Dining and Drinking at the Edge of the Continent

(page 5 of 5)

Gulf Coast, Miss.

So near to New Orleans, on all counts: in history, in lifestyle, in geography, in what comprises the economy  and in attitude. The latter can be explained by the fact that there are so many New Orleanians here, either retired or just changing scenery for the weekend.


Beau Rivage Resort and Casino

Multiple venues under one roof: BR Prime – American Steakhouse and Jia – Pan-Asian Cuisine. Many casual dining outlets. Bars and Lounges: Eight 75, Coast NightClub and Breeze Bar.

Beau Rivage Resort and Casino, 875 Beach Blvd., (228) 386-7111,

Mary Mahoney’s Old French House

If longevity is a key to success, this place earned its chops a long time ago. The building was built in the mid-1700s, and the restaurant opened in 1964. There is a lot of discussion about inconsistency in the quality of the food, but just being here is something quite special.

110 Rue Magnolia, (228) 374-0163,

Phoenicia Gourmet

Be wary of any restaurant with the word “gourmet” in its name. Do not expect fine dining establishments to serve a good breakfast – or any breakfast at all. Next observation: Throw both of the previous observations out the window. This place is excellent. Soups are always worth the risk of filling up on the first course. Steaks are fine. Chicken Shwarma is better. Sambousek isn’t to be missed.

1223 Government St., Ocean Springs, (228) 875-0603,

The Project Lounge

If you don’t order a burger, you missed the point. They are juicy and delicious. The place is dark, lit by table candles and no telling what’s on the floor. The drinks are cheap and honest. The regular clientele probably sleeps here. Did I mention the burgers?

208 Iberville Drive, (228) 435-3030


Lookout Steakhouse

A steakhouse in a beach community that does great things with the local seafood.
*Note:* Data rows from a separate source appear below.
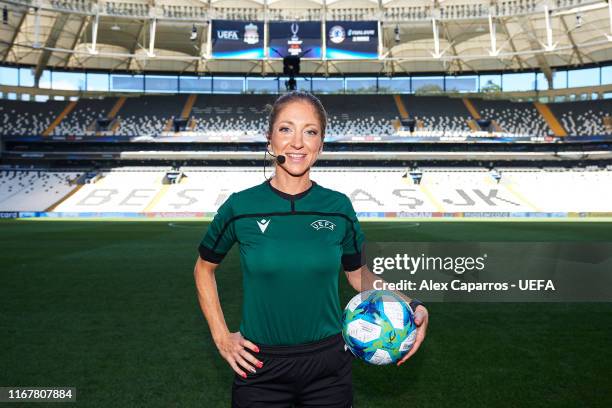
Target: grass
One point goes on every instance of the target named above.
(110, 308)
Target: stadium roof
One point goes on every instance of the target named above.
(452, 36)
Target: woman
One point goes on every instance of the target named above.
(294, 235)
That is what you want and that’s what you get at Lookout. Head on over here for lunch. The lines are not so long and the wait, if there is one, is shorter. If you go for dinner, there are a number of bars nearby; don’t be in any hurry. The pace is decidedly Deep South.

1301 26th Ave., (228) 248-0555,

Bacchus Food and Drink

Named for the Roman god of wine, Bacchus Food and Drink serves steaks with a Cajun flair, some pasta, a bit of sushi and takes full advantage of the fresh seafood located practically out the front door. And the restaurant is self-described as American. If American means a blend of many cultures, they’ve hit the nail squarely on the head.

1310 27th Ave., (228) 265-5476,

Tony Nelson’s King of Philly Cheesesteaks

Since Mississippi isn’t exactly famous for well-made and authentic Philly cheesesteak sandwiches, that makes this place even more special. Want Whiz on yours? That is Cheez Whiz, just in case you’re wondering. Do not worry: Tony will walk you through it and include in your visit a serving of the Italian Water Ice. It is refreshing.

1909 E. Pass Road, (228) 604-4599,

Watson's Piano Bar

Hate bars and restaurants where the music is so loud you can’t talk to your friends? You will love Watson’s. It is a clubby English pub set-up in the middle of the re-birthing section of downtown Gulfport. Named for the owner’s dog, Watson’s has a cool, relaxing atmosphere.